Council housing stock
It is not just Scotland where council housing stock is at dangerously low levels compared to demand. This is a problem which is causing issues right across the United Kingdom. Until recently it was possible to acquire your council property under the “right to buy” scheme although the vast majority of these have now been closed. On the flip side it is worth noting that numerous local councils across Scotland have significant landbanks – which they can build on, but so far there has been limited development.
Improving living standards
The recent move by local councils in Scotland has seen gardens checked, bins monitored and blanket warnings issued to tenants in individual courts where rubbish has been left. This has caused some unrest because it seems to be a limited few who are not abiding by the bin and garden regulations on their tenancy. The idea that an entire court could be effectively smeared as a consequence of actions taken by a limited few seems unfair. Or is this the cheapest and most effective way to do it?
Thankfully, the vast majority of so-called “sink estates” are now a thing of the past. It is fair to say there have been some major improvements in council housing but more work is needed. Nobody who was abiding by their tenancy would disagree to an annual inspection but a reduction in services, such as refuse collection, that is very different.
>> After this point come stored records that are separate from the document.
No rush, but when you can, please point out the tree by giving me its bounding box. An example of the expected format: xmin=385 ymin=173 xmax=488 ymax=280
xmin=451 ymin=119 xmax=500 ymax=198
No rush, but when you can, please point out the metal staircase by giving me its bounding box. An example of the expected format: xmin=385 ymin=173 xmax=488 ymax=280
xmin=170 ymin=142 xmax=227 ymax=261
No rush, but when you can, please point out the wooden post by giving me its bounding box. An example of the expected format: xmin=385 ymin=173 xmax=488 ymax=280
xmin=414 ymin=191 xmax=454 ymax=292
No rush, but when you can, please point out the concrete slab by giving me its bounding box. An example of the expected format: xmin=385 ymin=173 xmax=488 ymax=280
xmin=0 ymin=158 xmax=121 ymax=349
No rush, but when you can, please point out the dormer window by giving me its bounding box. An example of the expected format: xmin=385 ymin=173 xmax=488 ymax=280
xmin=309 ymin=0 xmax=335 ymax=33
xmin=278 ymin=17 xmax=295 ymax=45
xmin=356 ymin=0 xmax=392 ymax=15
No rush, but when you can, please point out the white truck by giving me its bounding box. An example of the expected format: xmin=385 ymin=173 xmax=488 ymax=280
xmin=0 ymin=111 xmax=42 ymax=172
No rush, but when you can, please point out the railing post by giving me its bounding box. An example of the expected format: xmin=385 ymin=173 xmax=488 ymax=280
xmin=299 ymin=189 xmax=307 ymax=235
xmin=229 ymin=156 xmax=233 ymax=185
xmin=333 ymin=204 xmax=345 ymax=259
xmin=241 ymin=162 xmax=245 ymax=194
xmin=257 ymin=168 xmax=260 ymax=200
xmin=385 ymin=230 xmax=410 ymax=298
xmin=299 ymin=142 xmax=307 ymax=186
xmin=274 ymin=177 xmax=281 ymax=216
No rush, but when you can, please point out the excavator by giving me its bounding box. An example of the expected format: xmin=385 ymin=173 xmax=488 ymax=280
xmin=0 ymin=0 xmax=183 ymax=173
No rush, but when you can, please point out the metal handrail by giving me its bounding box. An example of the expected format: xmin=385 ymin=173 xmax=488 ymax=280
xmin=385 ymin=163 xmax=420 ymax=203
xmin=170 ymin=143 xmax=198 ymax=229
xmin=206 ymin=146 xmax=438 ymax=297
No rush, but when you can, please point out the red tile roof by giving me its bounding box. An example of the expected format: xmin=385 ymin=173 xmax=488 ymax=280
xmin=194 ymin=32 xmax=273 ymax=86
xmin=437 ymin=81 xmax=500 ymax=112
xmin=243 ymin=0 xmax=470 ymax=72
Increased rents on the way?
If a council was looking to significantly improve the living standards in a particular area you’d expect the authorities to want a degree of payback going forward? Whether this would be an increase in rent, or increase in council tax, very few councils invest money for the sake of it. However, there is one drawback.
The threat to remove individual housing bins from whole courts of council property, as a consequence of actions taken by a minority, seems unfair. Maybe this is a means of reducing the funds required to operate local services such as refuse collection? Communal bins, which are being suggested in some areas, would require one pickup from the refuse wagon rather than collecting individual bins.
We know that various housing associations across the UK receive significant funding from central government and local authorities. Could it be that councils in Scotland are looking to “spruce up their housing estates” before transferring them to more commercially operated housing associations? This would obviously be a significant change from historic management styles but many councils claim that austerity is still biting and they need more money or reduced expenditure.
It is extremely positive to see councils in Scotland regularly checking on council properties to see who lives there, whether they are abiding by their tenancy agreement and maintaining both the property and garden area. The idea of taking away individual property bins in favour of communal bins smells of cost-cutting. The fact that some council housing developments in Scotland have received warning letters from the local authorities suggests that something is afoot. They know who the culprits are, the minority ignoring refuse collection guidelines for one, but they don’t seem willing to do anything about it. That prompts the question, why?